Representantes da Softplan apresentam projeto de virtualização dos executivos fiscais
Gerente do Projeto SAJ, Maurício Rota, fala sobre as vantagens da implantação do sistema
Atendendo a convite do presidente eleito do Tribunal de Justiça de Alagoas (TJ/AL), desembargador José Fernandes de Hollanda Ferreira, os gerentes do Projeto SAJ - Sistema de Automação do Judiciário, da empresa Softplan, Maurício José Ribeiro Rota e Marcelo Ribeiro Rota, fizeram, na tarde desta segunda-feira (22), uma apresentação do projeto de execução virtual nas Procuradorias do Estado, Município e nas Varas de Execução Fiscal.
A exposição foi realizada no auditório do 5º andar, para a equipe de trabalho do presidente eleito e representantes das instituições envolvidas: juízes titulares da 15ª Vara Cível (Fazenda Municipal) e 19ª Vara Cível (Fazenda Pública), Maurílio da Silva Ferraz e Otávio Leão Praxedes, respectivamente; secretário municipal de Finanças, César Marques Conceição; procuradora do Estado, Maria da Graça Patriota, entre outros.
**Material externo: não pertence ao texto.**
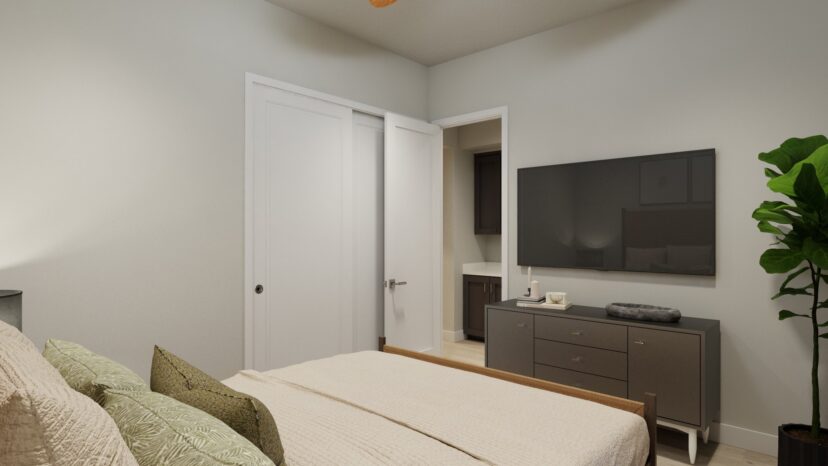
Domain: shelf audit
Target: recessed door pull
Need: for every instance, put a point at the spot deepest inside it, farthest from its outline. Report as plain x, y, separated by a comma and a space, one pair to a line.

O desembargador Hollanda Ferreira afirmou que em sua gestão voltará as atenções para a área de informatização, sendo a virtualização da Justiça uma das prioridades em seu cronograma de trabalho.
Segundo os expositores, o projeto consiste na implantação de um software avançado específico para a área de executivos fiscais. “Esse sistema visa incorporar ferramentas e inovações tecnológicas que permitam o trâmite virtual dos processos, reduzindo custos e agregando celeridade na cobrança dos créditos inscritos em dívida ativa”, afirmou Maurício Rota.
Os representantes da Softplan falaram sobre as características do sistema, funcionamento e vantagens obtidas com a utilização, entre outros assuntos.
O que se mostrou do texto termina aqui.